NVIDIA / TransformerEngine

A library for accelerating Transformer models on NVIDIA GPUs, including using 8-bit floating point (FP8) precision on Hopper and Ada GPUs, to provide better performance with lower memory utilization in both training and inference.
https://docs.nvidia.com/deeplearning/transformer-engine/user-guide/index.html
Apache License 2.0
1.94k stars 323 forks source link

[FP8][H100] training performance when te layers are mixed with torch.nn layers #481

Open naveenkumarmarri opened 1 year ago

naveenkumarmarri commented 1 year ago

Hi, I am training a model which has conv layers in addition to attention, linear layers. for conv layers,since we can't use layer modules from transformer engine, I added torch.nn layers. does this adversely affect the FP8 training performance on H100?

ptrendx commented 1 year ago

You can freely mix and match the TE layers and the regular pyTorch layers.

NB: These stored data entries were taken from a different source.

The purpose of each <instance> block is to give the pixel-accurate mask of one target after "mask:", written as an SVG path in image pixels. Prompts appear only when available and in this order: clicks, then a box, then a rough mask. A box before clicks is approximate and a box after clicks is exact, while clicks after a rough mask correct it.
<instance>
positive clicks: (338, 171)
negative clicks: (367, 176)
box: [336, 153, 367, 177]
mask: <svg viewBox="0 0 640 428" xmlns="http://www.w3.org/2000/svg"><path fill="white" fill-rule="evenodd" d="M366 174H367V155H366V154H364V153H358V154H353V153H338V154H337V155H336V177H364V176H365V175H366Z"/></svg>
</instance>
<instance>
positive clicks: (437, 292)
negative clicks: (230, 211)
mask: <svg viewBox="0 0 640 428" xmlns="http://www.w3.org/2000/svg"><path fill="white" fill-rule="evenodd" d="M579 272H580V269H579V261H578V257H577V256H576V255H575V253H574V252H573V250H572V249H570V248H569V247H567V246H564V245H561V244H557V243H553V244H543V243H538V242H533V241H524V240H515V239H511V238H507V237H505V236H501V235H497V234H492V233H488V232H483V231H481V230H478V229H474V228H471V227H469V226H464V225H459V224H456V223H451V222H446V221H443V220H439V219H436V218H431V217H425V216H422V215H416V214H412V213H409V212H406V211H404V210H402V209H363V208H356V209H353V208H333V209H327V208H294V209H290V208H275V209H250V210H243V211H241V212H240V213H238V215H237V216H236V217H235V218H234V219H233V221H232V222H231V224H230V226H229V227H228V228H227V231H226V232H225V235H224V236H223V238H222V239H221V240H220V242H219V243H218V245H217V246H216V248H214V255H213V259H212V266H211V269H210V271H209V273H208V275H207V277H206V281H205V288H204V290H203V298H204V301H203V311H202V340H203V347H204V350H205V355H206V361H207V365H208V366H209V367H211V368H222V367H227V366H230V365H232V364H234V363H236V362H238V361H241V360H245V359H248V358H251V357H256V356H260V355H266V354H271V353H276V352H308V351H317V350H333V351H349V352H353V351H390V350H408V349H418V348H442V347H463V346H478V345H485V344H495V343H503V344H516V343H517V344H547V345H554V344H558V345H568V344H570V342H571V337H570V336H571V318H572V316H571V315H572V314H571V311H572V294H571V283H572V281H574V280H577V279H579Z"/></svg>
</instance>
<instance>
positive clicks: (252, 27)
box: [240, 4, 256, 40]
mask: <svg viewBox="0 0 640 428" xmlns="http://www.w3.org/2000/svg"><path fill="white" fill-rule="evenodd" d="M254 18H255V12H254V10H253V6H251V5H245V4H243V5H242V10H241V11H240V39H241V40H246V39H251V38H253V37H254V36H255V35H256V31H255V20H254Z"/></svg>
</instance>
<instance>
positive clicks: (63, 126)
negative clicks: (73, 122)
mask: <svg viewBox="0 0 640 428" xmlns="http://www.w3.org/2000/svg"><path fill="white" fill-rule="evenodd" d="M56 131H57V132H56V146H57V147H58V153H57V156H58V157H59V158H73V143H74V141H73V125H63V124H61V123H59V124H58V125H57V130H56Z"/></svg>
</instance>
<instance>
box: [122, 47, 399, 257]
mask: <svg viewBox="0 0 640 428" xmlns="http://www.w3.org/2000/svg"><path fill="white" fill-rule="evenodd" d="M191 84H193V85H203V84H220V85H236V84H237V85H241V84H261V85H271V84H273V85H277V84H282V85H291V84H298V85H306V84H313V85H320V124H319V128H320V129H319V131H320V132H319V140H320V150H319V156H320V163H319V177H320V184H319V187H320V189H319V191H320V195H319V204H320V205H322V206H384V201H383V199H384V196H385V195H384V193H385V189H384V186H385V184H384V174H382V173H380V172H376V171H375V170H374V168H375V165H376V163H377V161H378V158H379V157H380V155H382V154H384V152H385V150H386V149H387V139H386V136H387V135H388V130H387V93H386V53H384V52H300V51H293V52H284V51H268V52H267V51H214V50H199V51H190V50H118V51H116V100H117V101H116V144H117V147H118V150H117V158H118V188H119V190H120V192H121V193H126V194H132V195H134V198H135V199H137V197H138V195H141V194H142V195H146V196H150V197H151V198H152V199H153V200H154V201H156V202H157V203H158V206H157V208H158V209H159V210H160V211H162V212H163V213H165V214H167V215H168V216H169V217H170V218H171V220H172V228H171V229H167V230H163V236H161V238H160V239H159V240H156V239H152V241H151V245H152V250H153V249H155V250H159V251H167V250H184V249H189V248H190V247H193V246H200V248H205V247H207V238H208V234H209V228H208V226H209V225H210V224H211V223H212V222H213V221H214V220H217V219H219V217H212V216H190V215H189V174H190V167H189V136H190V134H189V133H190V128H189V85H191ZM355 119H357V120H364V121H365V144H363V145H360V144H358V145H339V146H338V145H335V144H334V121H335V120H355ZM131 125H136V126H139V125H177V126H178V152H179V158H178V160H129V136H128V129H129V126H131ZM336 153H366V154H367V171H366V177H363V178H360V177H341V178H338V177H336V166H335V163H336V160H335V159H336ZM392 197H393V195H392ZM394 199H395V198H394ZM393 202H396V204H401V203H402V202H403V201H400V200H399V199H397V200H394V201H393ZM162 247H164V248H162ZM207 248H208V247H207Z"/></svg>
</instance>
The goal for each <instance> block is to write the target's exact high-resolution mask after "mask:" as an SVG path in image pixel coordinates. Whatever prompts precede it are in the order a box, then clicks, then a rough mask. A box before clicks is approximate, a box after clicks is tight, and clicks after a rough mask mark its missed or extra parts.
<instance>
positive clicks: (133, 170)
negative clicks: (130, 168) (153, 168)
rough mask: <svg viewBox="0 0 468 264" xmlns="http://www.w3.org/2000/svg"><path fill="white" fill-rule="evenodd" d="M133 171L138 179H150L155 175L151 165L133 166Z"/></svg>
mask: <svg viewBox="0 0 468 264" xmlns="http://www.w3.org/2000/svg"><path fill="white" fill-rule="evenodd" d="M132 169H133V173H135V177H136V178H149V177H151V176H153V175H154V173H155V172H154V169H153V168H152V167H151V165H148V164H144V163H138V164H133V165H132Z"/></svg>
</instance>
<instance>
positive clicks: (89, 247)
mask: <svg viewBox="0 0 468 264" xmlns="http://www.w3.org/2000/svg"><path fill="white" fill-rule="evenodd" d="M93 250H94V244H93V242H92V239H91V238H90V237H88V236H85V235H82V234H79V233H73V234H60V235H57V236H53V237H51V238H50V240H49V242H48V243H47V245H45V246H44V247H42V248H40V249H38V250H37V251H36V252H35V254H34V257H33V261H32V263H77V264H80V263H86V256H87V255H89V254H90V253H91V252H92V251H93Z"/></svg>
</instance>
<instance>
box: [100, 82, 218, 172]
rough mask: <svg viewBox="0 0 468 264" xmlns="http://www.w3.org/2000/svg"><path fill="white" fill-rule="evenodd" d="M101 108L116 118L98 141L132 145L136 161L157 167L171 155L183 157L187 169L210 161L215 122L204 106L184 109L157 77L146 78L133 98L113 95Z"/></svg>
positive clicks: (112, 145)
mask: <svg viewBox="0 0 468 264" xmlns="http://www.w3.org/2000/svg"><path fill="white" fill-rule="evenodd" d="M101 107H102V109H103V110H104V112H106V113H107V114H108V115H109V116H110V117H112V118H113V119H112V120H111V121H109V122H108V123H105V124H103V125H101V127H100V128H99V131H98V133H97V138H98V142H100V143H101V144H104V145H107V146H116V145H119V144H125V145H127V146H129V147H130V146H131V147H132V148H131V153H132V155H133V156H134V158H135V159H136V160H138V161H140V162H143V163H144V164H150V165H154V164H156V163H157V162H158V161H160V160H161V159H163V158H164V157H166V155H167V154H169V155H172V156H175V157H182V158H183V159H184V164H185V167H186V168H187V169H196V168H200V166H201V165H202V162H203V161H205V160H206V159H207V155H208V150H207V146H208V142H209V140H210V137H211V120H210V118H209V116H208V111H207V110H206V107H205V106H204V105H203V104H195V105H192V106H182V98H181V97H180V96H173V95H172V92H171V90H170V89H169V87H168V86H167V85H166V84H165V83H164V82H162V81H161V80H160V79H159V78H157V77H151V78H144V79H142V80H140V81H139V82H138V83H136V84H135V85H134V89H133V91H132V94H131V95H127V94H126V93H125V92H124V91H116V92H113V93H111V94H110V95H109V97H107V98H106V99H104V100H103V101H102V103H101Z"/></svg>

When it comes to training performance - it generally depends on the size of the model (since the main speedup from FP8 comes from the Linear layers, the bigger they are the more speedup you should expect). The general rule is that the more "high level" API from TE you use, you should expect better performance, as this enables us to fuse e.g. the casts to and from FP8 to other operations, like LayerNorm. This performance difference is mostly visible in the smaller models where the ratio of GEMM to non-GEMM time is smaller and so overheads matter more.

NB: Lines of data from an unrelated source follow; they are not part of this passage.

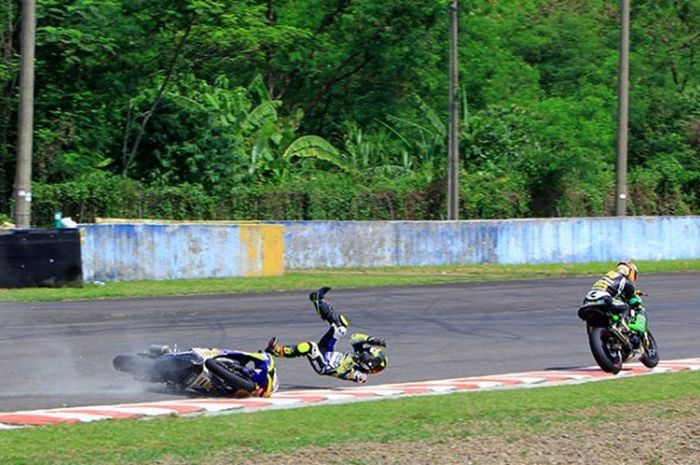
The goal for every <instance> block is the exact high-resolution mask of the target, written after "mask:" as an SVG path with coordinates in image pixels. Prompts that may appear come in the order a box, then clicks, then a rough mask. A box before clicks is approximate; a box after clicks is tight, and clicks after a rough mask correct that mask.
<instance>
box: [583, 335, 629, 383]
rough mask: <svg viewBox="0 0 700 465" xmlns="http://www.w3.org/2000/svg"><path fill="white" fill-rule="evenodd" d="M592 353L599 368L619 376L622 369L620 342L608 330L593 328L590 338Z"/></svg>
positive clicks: (588, 336)
mask: <svg viewBox="0 0 700 465" xmlns="http://www.w3.org/2000/svg"><path fill="white" fill-rule="evenodd" d="M588 342H589V344H590V346H591V352H592V353H593V358H594V359H595V361H596V363H597V364H598V366H599V367H600V368H601V369H602V370H603V371H605V372H607V373H612V374H617V373H619V372H620V370H621V369H622V358H623V357H622V353H621V350H620V341H619V340H618V339H617V336H615V334H614V333H613V332H612V331H610V330H609V329H608V328H604V327H597V328H593V330H592V331H591V333H590V334H589V336H588Z"/></svg>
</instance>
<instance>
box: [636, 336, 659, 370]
mask: <svg viewBox="0 0 700 465" xmlns="http://www.w3.org/2000/svg"><path fill="white" fill-rule="evenodd" d="M642 344H643V345H644V355H642V357H641V358H640V359H639V361H640V362H642V363H643V364H644V366H645V367H647V368H654V367H655V366H656V365H658V364H659V350H658V348H657V346H656V339H654V335H653V334H651V331H647V334H646V338H645V340H644V341H643V342H642Z"/></svg>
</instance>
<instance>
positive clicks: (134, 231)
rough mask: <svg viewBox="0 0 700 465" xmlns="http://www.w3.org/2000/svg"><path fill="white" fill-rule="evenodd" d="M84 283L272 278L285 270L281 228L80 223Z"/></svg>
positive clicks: (275, 227) (157, 224)
mask: <svg viewBox="0 0 700 465" xmlns="http://www.w3.org/2000/svg"><path fill="white" fill-rule="evenodd" d="M81 228H83V229H84V231H85V243H84V245H83V247H82V260H83V276H84V279H85V280H86V281H130V280H141V279H149V280H150V279H152V280H162V279H188V278H193V279H194V278H222V277H235V276H264V275H267V276H272V275H280V274H282V273H283V272H284V243H283V227H281V226H275V225H262V224H248V225H246V224H241V225H212V224H95V225H84V226H81Z"/></svg>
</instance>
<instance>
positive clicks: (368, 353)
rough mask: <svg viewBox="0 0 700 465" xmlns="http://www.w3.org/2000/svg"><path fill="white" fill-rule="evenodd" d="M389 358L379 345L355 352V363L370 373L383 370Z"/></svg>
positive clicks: (387, 361) (383, 350)
mask: <svg viewBox="0 0 700 465" xmlns="http://www.w3.org/2000/svg"><path fill="white" fill-rule="evenodd" d="M388 361H389V359H388V358H387V356H386V354H384V349H382V348H381V347H376V346H375V347H370V348H368V349H365V350H362V351H361V352H358V353H357V354H355V363H357V365H358V366H359V367H360V369H362V371H365V372H367V373H369V374H371V375H374V374H377V373H380V372H382V371H384V368H386V365H387V363H388Z"/></svg>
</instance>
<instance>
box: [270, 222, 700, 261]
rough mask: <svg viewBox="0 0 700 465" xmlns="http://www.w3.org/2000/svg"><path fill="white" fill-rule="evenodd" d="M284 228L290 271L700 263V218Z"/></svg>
mask: <svg viewBox="0 0 700 465" xmlns="http://www.w3.org/2000/svg"><path fill="white" fill-rule="evenodd" d="M279 224H282V225H284V226H285V233H284V237H285V238H284V240H285V263H286V266H287V268H288V269H303V268H348V267H381V266H426V265H459V264H473V263H503V264H517V263H572V262H591V261H609V260H618V259H620V258H634V259H638V260H672V259H684V258H685V259H689V258H700V217H697V216H685V217H628V218H562V219H559V218H556V219H555V218H552V219H523V220H500V221H496V220H494V221H436V222H429V221H347V222H340V221H338V222H334V221H305V222H304V221H302V222H281V223H279Z"/></svg>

FP8 is not supported for regular torch.nn modules so they will work as usual - TE modules output tensors in the default precision (FP32 or other if Automatic Mixed Precision or explicit cast was used) and those values are provided to the other modules.

naveenkumarmarri commented 11 months ago

@ptrendx is there a plan to support nn.Conv2d layers (layers apart from linear) in FP8?